At the polls this past Tuesday night, Republican voters showed up to choose their nominees for some key races in Nebraska and West Virginia.
The Republicans out in West Virginia chose Alex Mooney, a Trump=backed congressman, as the winner of the primary for the 2nd congressional district of the state. Mooney managed to take a solid 54.2% of the vote, while McKinley only managed to garner 35.6%.
The two Republicans are now forced to battle over the same district in the wake of the 2020 Census which caused West Virginia to lose out on one of its congressional seats. McKinley was heavily criticized recently, by Trump, because of his choosing to vote in favor of Presiden Biden’s bloated infrastructure bill, and in the same vein the former president chose to endorse Mooney in the race because he “will always protect our Second Amendment, and of particular importance is the fact that Alex fights for energy and beautiful clean coal — and he will never stop.”
The pair of legislators have been engaged in a long and bitter campaign with McKinley labeling Mooney as a “carpetbagger” because he was previously a prominent figurehead within the GOP for Maryland before making the move to West Virginia in 2014. Mooney, in response, called out his fellow republican as “a total RINO.”

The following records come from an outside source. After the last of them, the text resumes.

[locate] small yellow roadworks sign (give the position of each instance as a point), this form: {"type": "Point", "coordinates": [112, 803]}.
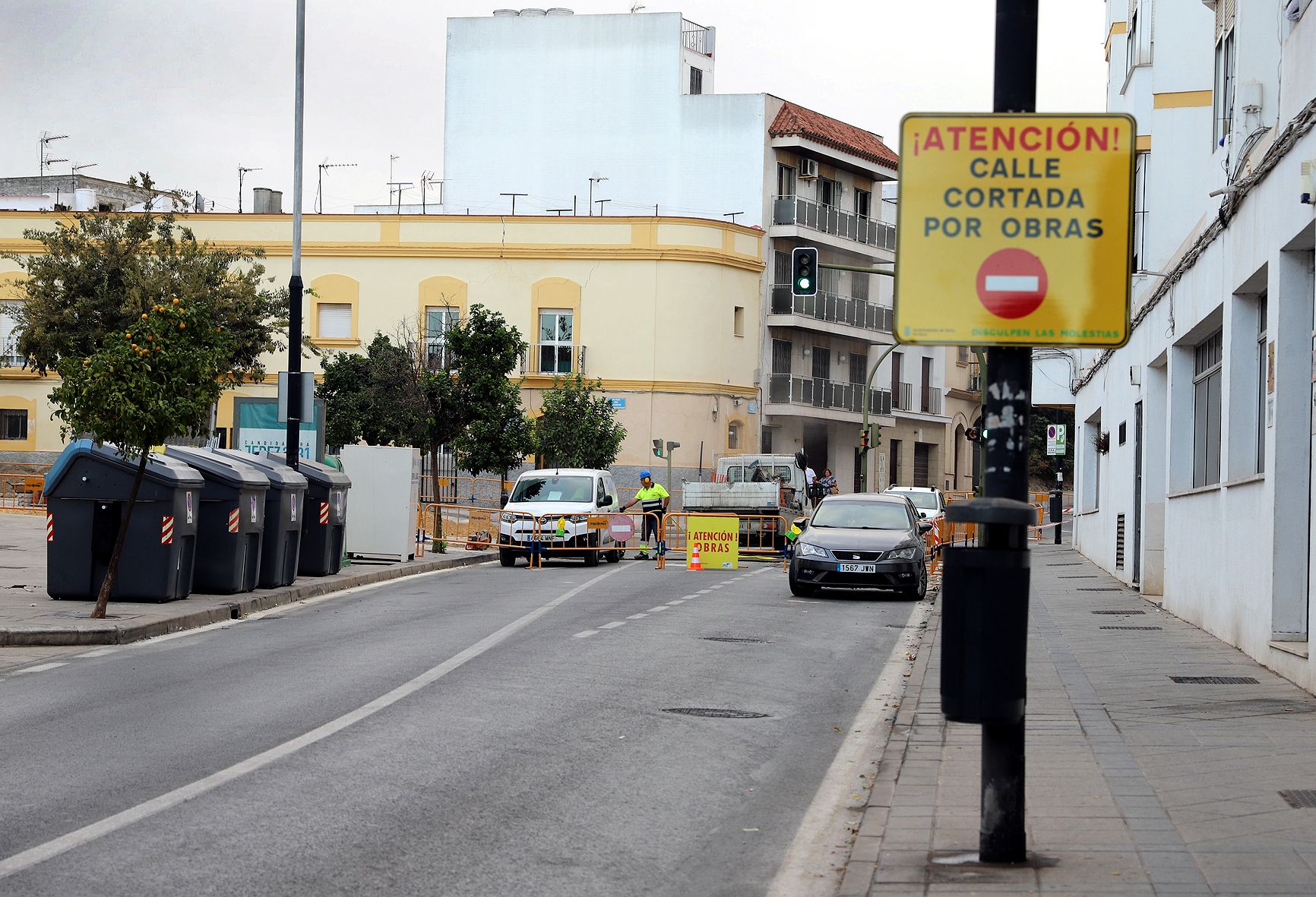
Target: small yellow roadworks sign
{"type": "Point", "coordinates": [1015, 229]}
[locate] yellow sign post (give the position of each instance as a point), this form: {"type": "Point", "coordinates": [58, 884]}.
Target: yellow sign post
{"type": "Point", "coordinates": [715, 541]}
{"type": "Point", "coordinates": [1015, 230]}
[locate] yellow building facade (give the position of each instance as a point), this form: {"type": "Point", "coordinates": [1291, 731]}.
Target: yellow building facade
{"type": "Point", "coordinates": [666, 312]}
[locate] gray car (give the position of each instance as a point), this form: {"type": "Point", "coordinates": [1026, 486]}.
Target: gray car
{"type": "Point", "coordinates": [868, 541]}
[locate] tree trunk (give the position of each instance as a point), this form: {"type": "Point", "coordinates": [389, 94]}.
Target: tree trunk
{"type": "Point", "coordinates": [103, 598]}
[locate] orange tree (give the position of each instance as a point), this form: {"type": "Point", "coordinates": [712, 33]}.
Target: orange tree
{"type": "Point", "coordinates": [145, 327]}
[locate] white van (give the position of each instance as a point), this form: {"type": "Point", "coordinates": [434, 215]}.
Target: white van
{"type": "Point", "coordinates": [539, 499]}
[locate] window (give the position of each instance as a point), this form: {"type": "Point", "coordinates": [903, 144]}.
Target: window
{"type": "Point", "coordinates": [785, 181]}
{"type": "Point", "coordinates": [438, 321]}
{"type": "Point", "coordinates": [1207, 363]}
{"type": "Point", "coordinates": [864, 203]}
{"type": "Point", "coordinates": [1262, 382]}
{"type": "Point", "coordinates": [9, 336]}
{"type": "Point", "coordinates": [821, 363]}
{"type": "Point", "coordinates": [1222, 99]}
{"type": "Point", "coordinates": [555, 346]}
{"type": "Point", "coordinates": [780, 357]}
{"type": "Point", "coordinates": [334, 321]}
{"type": "Point", "coordinates": [1140, 210]}
{"type": "Point", "coordinates": [14, 424]}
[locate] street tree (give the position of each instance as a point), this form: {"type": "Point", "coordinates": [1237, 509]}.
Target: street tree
{"type": "Point", "coordinates": [145, 327]}
{"type": "Point", "coordinates": [578, 426]}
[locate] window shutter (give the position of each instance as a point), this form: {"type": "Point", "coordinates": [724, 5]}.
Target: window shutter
{"type": "Point", "coordinates": [334, 321]}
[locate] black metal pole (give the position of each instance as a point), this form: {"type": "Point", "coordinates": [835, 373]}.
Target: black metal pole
{"type": "Point", "coordinates": [1008, 392]}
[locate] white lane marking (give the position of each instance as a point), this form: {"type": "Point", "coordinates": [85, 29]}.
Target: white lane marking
{"type": "Point", "coordinates": [807, 870]}
{"type": "Point", "coordinates": [40, 667]}
{"type": "Point", "coordinates": [52, 848]}
{"type": "Point", "coordinates": [1011, 283]}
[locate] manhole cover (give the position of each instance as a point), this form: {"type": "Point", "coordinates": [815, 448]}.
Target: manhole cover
{"type": "Point", "coordinates": [1302, 798]}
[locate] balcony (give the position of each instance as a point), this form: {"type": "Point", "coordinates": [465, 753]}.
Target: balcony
{"type": "Point", "coordinates": [783, 388]}
{"type": "Point", "coordinates": [832, 308]}
{"type": "Point", "coordinates": [830, 220]}
{"type": "Point", "coordinates": [553, 359]}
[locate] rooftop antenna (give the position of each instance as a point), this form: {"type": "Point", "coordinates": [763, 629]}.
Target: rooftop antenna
{"type": "Point", "coordinates": [241, 175]}
{"type": "Point", "coordinates": [320, 183]}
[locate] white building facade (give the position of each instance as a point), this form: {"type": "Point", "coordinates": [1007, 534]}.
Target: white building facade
{"type": "Point", "coordinates": [568, 111]}
{"type": "Point", "coordinates": [1195, 441]}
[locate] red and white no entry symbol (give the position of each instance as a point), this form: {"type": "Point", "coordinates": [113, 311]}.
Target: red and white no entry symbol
{"type": "Point", "coordinates": [1011, 283]}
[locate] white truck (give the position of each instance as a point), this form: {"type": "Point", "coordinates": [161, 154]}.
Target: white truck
{"type": "Point", "coordinates": [757, 487]}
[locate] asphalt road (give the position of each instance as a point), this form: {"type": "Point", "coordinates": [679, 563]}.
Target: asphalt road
{"type": "Point", "coordinates": [478, 731]}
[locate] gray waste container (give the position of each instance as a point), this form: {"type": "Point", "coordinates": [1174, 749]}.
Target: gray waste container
{"type": "Point", "coordinates": [284, 507]}
{"type": "Point", "coordinates": [87, 494]}
{"type": "Point", "coordinates": [324, 520]}
{"type": "Point", "coordinates": [228, 535]}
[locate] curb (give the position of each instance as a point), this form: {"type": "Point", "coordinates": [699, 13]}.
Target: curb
{"type": "Point", "coordinates": [111, 633]}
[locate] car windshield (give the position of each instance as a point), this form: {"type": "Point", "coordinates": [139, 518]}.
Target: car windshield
{"type": "Point", "coordinates": [861, 516]}
{"type": "Point", "coordinates": [925, 500]}
{"type": "Point", "coordinates": [553, 488]}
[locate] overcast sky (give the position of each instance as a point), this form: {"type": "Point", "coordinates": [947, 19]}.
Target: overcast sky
{"type": "Point", "coordinates": [190, 90]}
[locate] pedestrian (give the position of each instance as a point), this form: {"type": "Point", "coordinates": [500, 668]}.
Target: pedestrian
{"type": "Point", "coordinates": [653, 501]}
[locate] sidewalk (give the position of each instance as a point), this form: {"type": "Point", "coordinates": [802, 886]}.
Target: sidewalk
{"type": "Point", "coordinates": [1136, 784]}
{"type": "Point", "coordinates": [28, 616]}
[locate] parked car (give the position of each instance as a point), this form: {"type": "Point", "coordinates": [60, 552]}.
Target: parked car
{"type": "Point", "coordinates": [541, 499]}
{"type": "Point", "coordinates": [929, 500]}
{"type": "Point", "coordinates": [866, 541]}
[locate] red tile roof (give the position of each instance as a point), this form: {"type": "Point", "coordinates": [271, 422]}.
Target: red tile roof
{"type": "Point", "coordinates": [798, 122]}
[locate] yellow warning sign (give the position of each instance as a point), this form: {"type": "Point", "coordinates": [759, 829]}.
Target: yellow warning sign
{"type": "Point", "coordinates": [1015, 230]}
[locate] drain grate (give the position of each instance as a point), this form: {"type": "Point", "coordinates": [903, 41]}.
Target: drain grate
{"type": "Point", "coordinates": [1302, 798]}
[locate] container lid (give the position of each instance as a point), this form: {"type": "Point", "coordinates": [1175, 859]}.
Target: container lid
{"type": "Point", "coordinates": [318, 472]}
{"type": "Point", "coordinates": [215, 466]}
{"type": "Point", "coordinates": [280, 475]}
{"type": "Point", "coordinates": [160, 469]}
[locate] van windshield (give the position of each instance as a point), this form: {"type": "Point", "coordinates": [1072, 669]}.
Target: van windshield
{"type": "Point", "coordinates": [553, 488]}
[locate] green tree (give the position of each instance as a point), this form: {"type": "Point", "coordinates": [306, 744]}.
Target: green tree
{"type": "Point", "coordinates": [578, 426]}
{"type": "Point", "coordinates": [145, 327]}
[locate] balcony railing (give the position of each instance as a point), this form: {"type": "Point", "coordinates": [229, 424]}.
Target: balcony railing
{"type": "Point", "coordinates": [830, 220]}
{"type": "Point", "coordinates": [782, 388]}
{"type": "Point", "coordinates": [555, 358]}
{"type": "Point", "coordinates": [832, 308]}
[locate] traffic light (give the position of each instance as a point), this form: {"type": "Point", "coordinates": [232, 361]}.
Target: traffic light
{"type": "Point", "coordinates": [805, 266]}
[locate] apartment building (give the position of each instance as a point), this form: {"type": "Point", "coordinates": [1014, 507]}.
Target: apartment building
{"type": "Point", "coordinates": [616, 113]}
{"type": "Point", "coordinates": [1195, 441]}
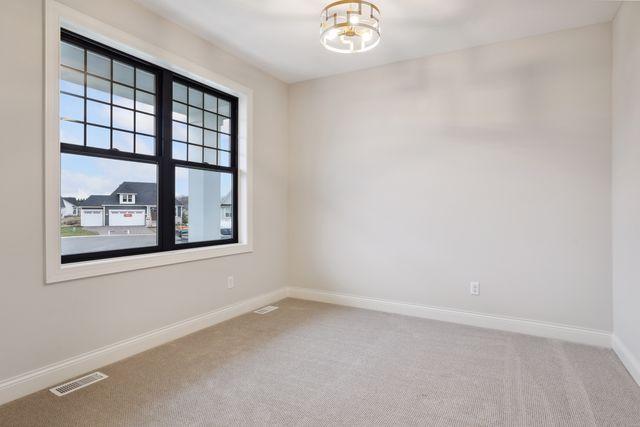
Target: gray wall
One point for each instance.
(410, 180)
(626, 177)
(42, 324)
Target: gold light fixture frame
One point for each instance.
(350, 26)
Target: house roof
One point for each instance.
(146, 194)
(99, 200)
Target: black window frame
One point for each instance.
(166, 165)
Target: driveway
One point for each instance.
(82, 244)
(121, 230)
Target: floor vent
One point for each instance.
(77, 384)
(267, 309)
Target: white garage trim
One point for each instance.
(91, 218)
(126, 217)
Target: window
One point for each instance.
(127, 198)
(148, 156)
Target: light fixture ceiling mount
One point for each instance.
(349, 26)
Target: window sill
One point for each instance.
(79, 270)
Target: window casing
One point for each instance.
(141, 129)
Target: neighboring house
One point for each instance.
(226, 212)
(68, 207)
(131, 204)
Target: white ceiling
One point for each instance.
(281, 36)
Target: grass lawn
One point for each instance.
(75, 230)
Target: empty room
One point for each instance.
(309, 213)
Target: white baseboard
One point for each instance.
(631, 362)
(38, 379)
(503, 323)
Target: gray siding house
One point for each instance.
(131, 204)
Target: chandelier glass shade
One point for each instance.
(350, 26)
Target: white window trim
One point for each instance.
(124, 199)
(59, 16)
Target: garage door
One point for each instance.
(91, 217)
(126, 217)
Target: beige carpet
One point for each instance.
(317, 364)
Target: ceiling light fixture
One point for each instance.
(349, 26)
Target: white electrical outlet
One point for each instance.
(474, 288)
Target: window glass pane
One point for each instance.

“He voted for the January 6th commission to investigate Donald Trump and his allies,” claimed Mooney at a recent rally held in Pennsylvania. “He was one of 13 so-called Republicans to vote for the Joe Biden-Pelosi non-infrastructure $1.2 trillion spending package.”
McKinley managed to secure the support of both Republican Governor Jim Justice and Democratic Senator Joe Manchin. Mooney is now slated to go up against Democratic nominee Barry Wendell, a former official from Morgantown, in the upcoming November elections.
The Republicans of Nebraska chose an official with the University of Nebraska as their nominee for the governor’s office despite there also being on the docket another moderate and a Trump-endorsed option as well.
Jim Pillen, the regent of the University of Nebraska, secured a total of 33.9% of the vote, which ended up letting Trump-backed Charles Herbster finish second sporting 30.2% and State Senator Brett Lindstrom scrape together 25.8%. The campaign for Pillen heavily benefitted from the support of GOP Governor Pete Ricketts on his way out, who donated millions of dollars towards the TV ads in favor of 66-year-old Pillen.
The campaign for Herbster suffered heavily from allegations of groping, and he was the first candidate back by Trump to go down in this election cycle while Lindstrom chose to remove himself from Trump and put more focus on urban voters.
Being well known for his playing for the Cornhuskers, Pillen claimed he would be putting more heavy focus on investing in the youth of his state.
“We all agree, we’re all in unison, we never ever, ever, give up on kids,” he explained. “We’re going to invest the farm in our kids, so all of our kids know, the grass is greenest in Nebraska.”
He is currently slated to go against Democratic state Senator Carol Blood in the midterms.